When Marty Moran looks at the reworked U.S.-Mexico-Canada trade deal, he sees sewing thread and Transportation Security Administration uniforms.
That’s because the tentative pact would make it tougher for suppliers outside of North America to skirt import duties - and includes a provision tightening “Buy American” rules for the TSA and its nearly 50,000 employees.
“It opens more doors for products to stay here in the U.S. that have to have U.S. yarn in them,” said Moran, chief executive of Buhler Yarns, a Korean yarn-spinning company with a facility near Athens.
The USMCA was finalized by President Donald Trump and Speaker Nancy Pelosi in mid-December. It recently sailed through the U.S. House - with all 14 Georgia lawmakers lending their support - and is poised to be considered by the Senate in early 2020.
Perhaps the biggest impact of the deal is averting the potential for economic calamity had the U.S. withdrawn from the current North American Free Trade Agreement without a replacement in place, supporters said. Early in his presidency, Trump planned to withdraw from NAFTA, a pact he had called “a total disaster,” until his top advisers convinced him to renegotiate first.
The USMCA “removes a great deal of uncertainty in terms of trade with two of our largest trading partners, and that’s a very positive development,” said Roy Bowen, president of the Georgia Association of Manufacturers.
Local proponents also think the revised pact will bring modest gains to some of Georgia’s top industries — including agriculture, textiles and manufacturing — by bolstering access to some of Canada’s tightly controlled markets, cracking down on labor standards in Mexico and limiting how many component parts of a product can be imported from outside North America.
Opportunities in Canada
In the 26 years since it’s been in effect, NAFTA has helped remake Georgia’s economy.

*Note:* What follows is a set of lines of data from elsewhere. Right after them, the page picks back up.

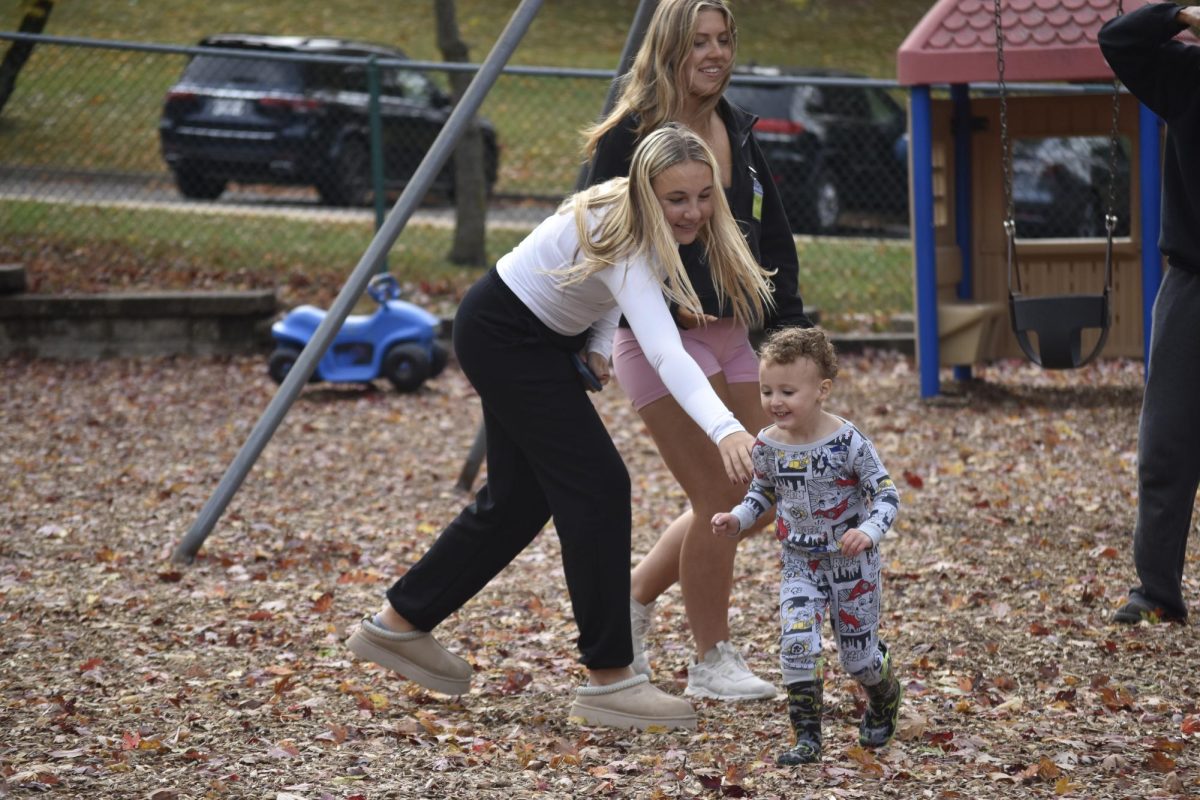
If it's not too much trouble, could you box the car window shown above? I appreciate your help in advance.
[181,55,301,88]
[822,86,871,120]
[307,62,367,91]
[383,70,433,106]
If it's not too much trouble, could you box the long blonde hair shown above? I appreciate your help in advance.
[583,0,738,158]
[559,122,774,326]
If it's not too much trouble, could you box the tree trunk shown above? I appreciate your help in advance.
[0,0,54,112]
[433,0,487,266]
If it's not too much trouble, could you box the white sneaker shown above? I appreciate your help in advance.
[684,642,775,700]
[629,597,654,678]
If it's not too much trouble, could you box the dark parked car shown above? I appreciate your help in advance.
[158,34,498,205]
[1013,136,1129,239]
[726,67,908,234]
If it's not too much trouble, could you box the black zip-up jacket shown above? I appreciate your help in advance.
[588,97,812,331]
[1100,2,1200,272]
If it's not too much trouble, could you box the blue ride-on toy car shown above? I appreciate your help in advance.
[266,273,450,392]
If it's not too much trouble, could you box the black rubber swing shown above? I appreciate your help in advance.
[994,0,1123,369]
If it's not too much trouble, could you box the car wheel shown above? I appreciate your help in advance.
[266,347,300,384]
[383,344,430,392]
[812,174,841,234]
[317,139,373,206]
[430,342,450,378]
[788,172,841,235]
[174,167,228,200]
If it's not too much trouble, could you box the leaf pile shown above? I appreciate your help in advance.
[0,354,1200,800]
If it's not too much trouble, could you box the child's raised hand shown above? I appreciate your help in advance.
[713,512,742,539]
[841,528,875,558]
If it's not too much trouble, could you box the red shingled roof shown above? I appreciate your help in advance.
[896,0,1161,86]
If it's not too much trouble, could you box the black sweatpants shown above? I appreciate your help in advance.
[388,270,634,669]
[1130,267,1200,616]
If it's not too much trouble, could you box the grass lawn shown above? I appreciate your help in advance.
[0,0,928,320]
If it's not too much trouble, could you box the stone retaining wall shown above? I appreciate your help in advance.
[0,266,278,360]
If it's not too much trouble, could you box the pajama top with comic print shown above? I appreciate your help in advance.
[732,417,900,555]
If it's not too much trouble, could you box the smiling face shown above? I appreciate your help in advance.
[758,357,833,444]
[680,8,733,98]
[650,161,716,245]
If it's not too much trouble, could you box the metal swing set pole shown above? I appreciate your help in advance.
[172,0,542,564]
[455,0,659,492]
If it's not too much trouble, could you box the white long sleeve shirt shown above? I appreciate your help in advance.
[496,211,745,443]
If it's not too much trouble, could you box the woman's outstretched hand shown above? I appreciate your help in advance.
[716,431,754,483]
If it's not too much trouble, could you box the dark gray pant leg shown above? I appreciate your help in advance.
[1130,269,1200,616]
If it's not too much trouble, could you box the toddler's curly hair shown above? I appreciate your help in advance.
[758,327,838,380]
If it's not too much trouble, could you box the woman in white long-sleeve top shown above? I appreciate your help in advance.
[348,125,770,728]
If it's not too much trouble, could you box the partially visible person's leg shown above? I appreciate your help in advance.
[1114,269,1200,622]
[828,547,902,747]
[641,374,775,700]
[613,320,773,697]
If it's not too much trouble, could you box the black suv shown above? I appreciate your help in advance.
[158,34,498,205]
[726,67,908,234]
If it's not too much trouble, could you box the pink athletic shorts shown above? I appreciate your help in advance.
[612,318,758,409]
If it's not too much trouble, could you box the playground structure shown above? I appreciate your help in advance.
[896,0,1163,397]
[173,0,1180,563]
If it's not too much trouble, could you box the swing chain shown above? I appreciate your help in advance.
[994,0,1020,227]
[1104,0,1124,237]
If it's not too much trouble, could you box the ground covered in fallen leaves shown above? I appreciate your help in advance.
[0,354,1200,800]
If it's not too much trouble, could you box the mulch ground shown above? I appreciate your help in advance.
[0,354,1200,800]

While many factory jobs – and towns – took hits, it helped provide incentives that created tens of thousands of new jobs in transportation, shipping, warehousing and delivery. Canada and Mexico are now Georgia’s top two export markets.

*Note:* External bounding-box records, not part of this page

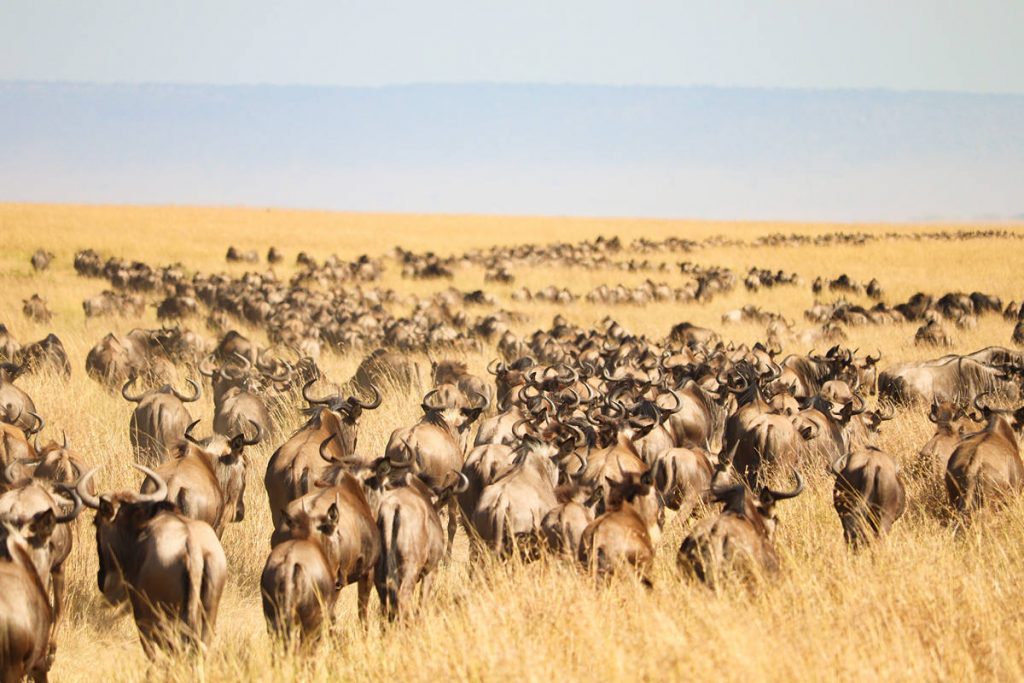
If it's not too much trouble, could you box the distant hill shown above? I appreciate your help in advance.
[0,83,1024,220]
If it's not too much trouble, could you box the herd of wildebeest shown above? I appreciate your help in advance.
[0,232,1024,680]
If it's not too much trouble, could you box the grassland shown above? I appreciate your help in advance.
[0,205,1024,681]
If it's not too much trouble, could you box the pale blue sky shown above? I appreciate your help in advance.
[0,0,1024,93]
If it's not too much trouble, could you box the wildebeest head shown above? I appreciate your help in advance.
[75,463,174,604]
[420,385,490,433]
[184,420,263,522]
[712,469,804,541]
[302,376,383,455]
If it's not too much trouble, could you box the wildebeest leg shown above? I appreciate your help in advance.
[50,567,65,629]
[420,571,434,605]
[444,498,460,559]
[358,569,376,625]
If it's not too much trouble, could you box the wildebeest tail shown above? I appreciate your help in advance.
[377,506,401,613]
[181,539,206,643]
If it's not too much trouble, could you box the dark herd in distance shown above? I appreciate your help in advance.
[0,230,1024,680]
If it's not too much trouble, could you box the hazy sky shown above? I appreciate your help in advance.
[6,0,1024,93]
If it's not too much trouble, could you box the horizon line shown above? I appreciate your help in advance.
[0,79,1024,97]
[0,199,1024,229]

Local farmers are expecting a small increase of dairy, egg and peanut exports with the raising of previous Canadian quotas. Ditto for poultry, by far Georgia’s largest agricultural export, valued at more than $850 million in 2018.
“Mexico and Canada are Georgia’s one and two markets for chicken exports, so any time you can get any concession - even if it’s only a modest concession - to do more on some of those larger commodities is great for us,” said Tripp Cofield, national policy counsel at the Georgia Farm Bureau.
The USMCA hasn’t been as well-received among Georgia produce farmers who were seeking extra protections from cheap Mexican imports. Groups such as the Georgia Fruit and Vegetable Growers Association had lobbied for easier ways to fight back against the dumping of cheap produce like berries and squash, but their proposal was dropped during negotiations.
After the agreement was announced, Georgia Agriculture Commissioner Gary Black said he remained “concerned about unbridled access to our markets for Mexican fruits and vegetables.”
At the same time, Black and others suggested additional help might be on the way. “I am optimistic that enhanced federal monitoring of trade practices and food safety will mitigate some of these concerns,” said Black.
U.S. Rep. Austin Scott, R-Tifton, a senior member on the House Agriculture Committee, said U.S. Trade Rep. Robert Lighthizer has “committed to addressing my concerns” on produce but did not elaborate further.
Georgia business groups including the Georgia Chamber support USMCA, even though the chamber’s president said he was concerned by the lack of new produce protections and the removal of intellectual property provisions.
In the short term, the USMCA could mean fewer goods from China and other Asian countries making it into larger products manufactured in North America. Many Georgia industries cheered such language tightening country-of-origin provisions, which are designed to ensure that more component parts of goods from cars to textiles are made in the U.S., Mexico and Canada in order to qualify as duty-free.
That could lead to increased demand for local makers of car parts, according to Bowen of the Georgia Association of Manufacturers.
The reworked trade deal also requires a higher percentage of auto workers to earn higher wages - good news for U.S. workers, who were losing work to cheaper Mexican laborers.
But both provisions could increase costs for foreign car manufacturers like South Korea’s Kia Motors,which often buy parts from outside North America. Kia operates an assembly plant in West Point and also relies on a large factory in Mexico.
A Kia spokesman declined to comment on the USMCA “until we have a greater understanding of what is being proposed.”
At Buhler, Moran sees similar language included for textiles benefiting his company.
His Jefferson-based plant employs 165 and spins specialized fibers such as Supima cotton, lyocell and modal into yarns that are eventually turned into high-end clothing. The company has embraced automation and new technology to stay competitive.
A new USMCA provision requiring a higher percentage of the smaller component parts of a garment – including thread, pocketing and elastics – to be sourced from North America could create even more business, Moran said.